Next man to be executed in Texas may be innocent
Texas has already executed three people this year, and eight more Death Row inmates have been scheduled to die during the next three months.
The next execution is set for March 5 and, if carried out, could very well be the killing of an innocent man.
Rodney Reed was convicted of the 1996 rape and murder of Stacey Stites, 20, whose body was discovered on the side of a road in Bastrop County.
New evidence from three nationally known forensic pathologists, as well as the original medical examiner in the case, indicates that she was killed several hours before the time of death (around 3:30 a.m.) that was cited at Reed’s trial, and that the sexual contact was hours before that.
Reed’s lawyers have submitted to the trial court and the Texas Court of Criminal Appeals affidavits from those pathologists, including Dr. Michael Baden, former chief medical examiner of New York City; Dr. LeRoy Riddick, former state medical examiner of Alabama; and Dr. Werner Spitz, author of the textbook Medicolegal Investigation of Death, the forensic pathology bible.

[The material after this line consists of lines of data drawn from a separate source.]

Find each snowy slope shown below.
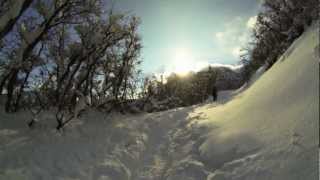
[197,23,319,180]
[0,22,319,180]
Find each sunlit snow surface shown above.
[0,23,319,180]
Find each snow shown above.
[0,22,319,180]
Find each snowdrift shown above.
[197,22,319,180]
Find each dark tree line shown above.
[0,0,142,128]
[242,0,320,79]
[141,67,218,111]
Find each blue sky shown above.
[109,0,259,73]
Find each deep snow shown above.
[0,23,319,180]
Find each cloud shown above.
[232,47,241,57]
[247,16,257,29]
[216,32,224,39]
[215,16,252,58]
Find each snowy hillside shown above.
[0,22,319,180]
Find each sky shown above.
[109,0,259,73]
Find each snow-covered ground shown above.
[0,23,319,180]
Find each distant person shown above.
[212,85,218,101]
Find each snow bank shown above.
[197,22,319,180]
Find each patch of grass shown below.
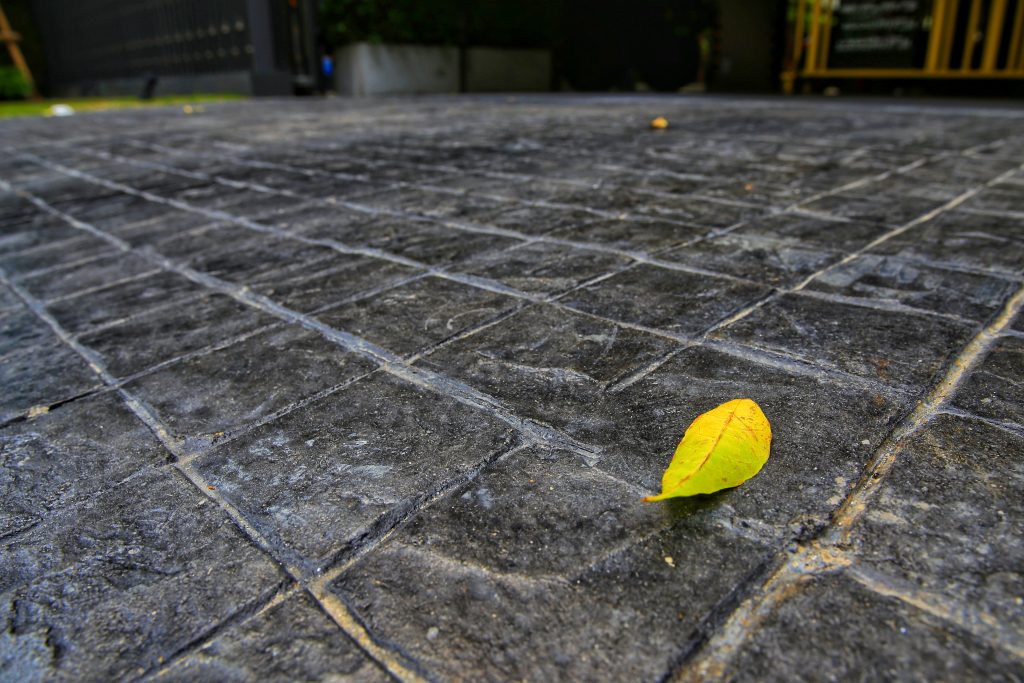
[0,94,245,119]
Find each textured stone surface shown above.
[953,337,1024,429]
[0,95,1024,681]
[334,444,768,681]
[197,373,510,563]
[564,265,768,335]
[128,326,373,446]
[0,392,169,537]
[160,593,391,683]
[316,278,523,355]
[839,416,1024,633]
[809,254,1019,322]
[731,577,1024,681]
[714,295,974,387]
[0,472,282,681]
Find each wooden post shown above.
[0,5,38,97]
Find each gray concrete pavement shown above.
[0,96,1024,681]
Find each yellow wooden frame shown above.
[782,0,1024,92]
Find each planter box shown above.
[335,43,459,96]
[335,43,551,96]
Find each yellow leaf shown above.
[643,398,771,503]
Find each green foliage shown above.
[321,0,560,47]
[0,67,32,99]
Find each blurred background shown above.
[0,0,1024,108]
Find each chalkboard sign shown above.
[828,0,932,69]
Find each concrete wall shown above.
[335,43,459,96]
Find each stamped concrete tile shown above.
[589,347,908,538]
[0,392,169,537]
[252,254,424,313]
[808,254,1020,323]
[871,210,1024,274]
[332,473,769,681]
[726,575,1024,681]
[78,294,280,378]
[713,295,976,388]
[418,304,677,434]
[563,264,769,336]
[658,233,841,287]
[0,232,119,280]
[453,242,630,295]
[46,271,203,334]
[730,213,887,253]
[0,335,102,422]
[472,204,600,237]
[0,214,83,259]
[195,374,512,566]
[0,471,282,681]
[121,326,374,445]
[952,337,1024,427]
[850,415,1024,633]
[0,313,53,357]
[316,278,525,355]
[158,593,391,683]
[549,219,710,254]
[801,188,945,227]
[19,252,159,301]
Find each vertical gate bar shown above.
[939,0,959,71]
[818,0,836,71]
[961,0,981,71]
[804,0,824,72]
[925,0,947,73]
[981,0,1007,74]
[1007,0,1024,71]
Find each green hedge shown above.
[321,0,561,47]
[0,67,32,99]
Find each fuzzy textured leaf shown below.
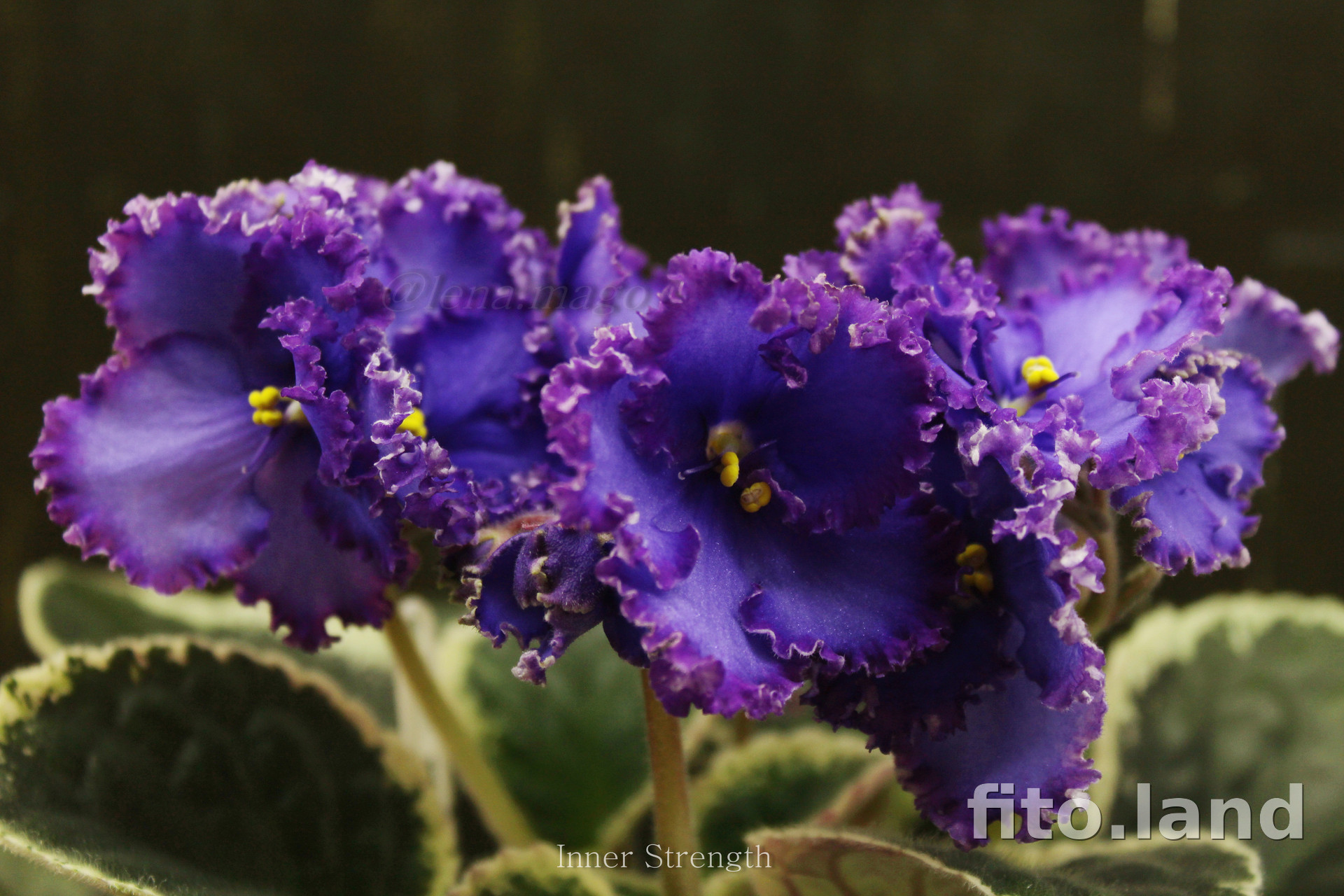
[0,639,454,896]
[1096,595,1344,896]
[691,725,891,853]
[440,627,649,849]
[748,829,1259,896]
[19,559,396,728]
[449,846,617,896]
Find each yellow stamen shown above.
[396,407,428,440]
[285,402,308,423]
[1018,355,1059,389]
[961,570,995,594]
[247,386,279,411]
[738,482,770,513]
[957,541,989,570]
[704,421,755,461]
[719,451,742,488]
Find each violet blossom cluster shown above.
[32,162,1338,846]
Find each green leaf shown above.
[449,846,617,896]
[0,845,106,896]
[0,638,454,896]
[19,560,396,728]
[440,626,649,848]
[1096,595,1344,895]
[691,725,891,853]
[748,829,1259,896]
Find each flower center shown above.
[247,386,308,428]
[1008,355,1059,416]
[697,421,773,513]
[957,541,995,594]
[396,407,428,440]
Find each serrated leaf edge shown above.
[990,827,1265,896]
[745,827,1007,896]
[1091,592,1344,813]
[18,557,390,669]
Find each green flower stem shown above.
[383,612,536,846]
[640,669,700,896]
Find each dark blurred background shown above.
[0,0,1344,668]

The Austin Chronicle reported that, after studying autopsy reports, other documents and photos and videos of the crime scene, “the three independently concluded that enough inconsistencies exist to debunk the belief that Stites died the morning of April 23. Instead, as Spitz specifies: “all findings point to a postmortem interval of about 20-24 hours prior to the time the body was filmed” (shortly after 5 p.m.).
If that’s the case, Reed’s attorney Bryce Benjet said, “It is medically and scientifically impossible for Mr. Reed to have committed the crime.”
The courts should stop this execution while the state formally re-investigates this case and, if the facts warrant, Reed should be exonerated. At the very least, this man deserves a new trial.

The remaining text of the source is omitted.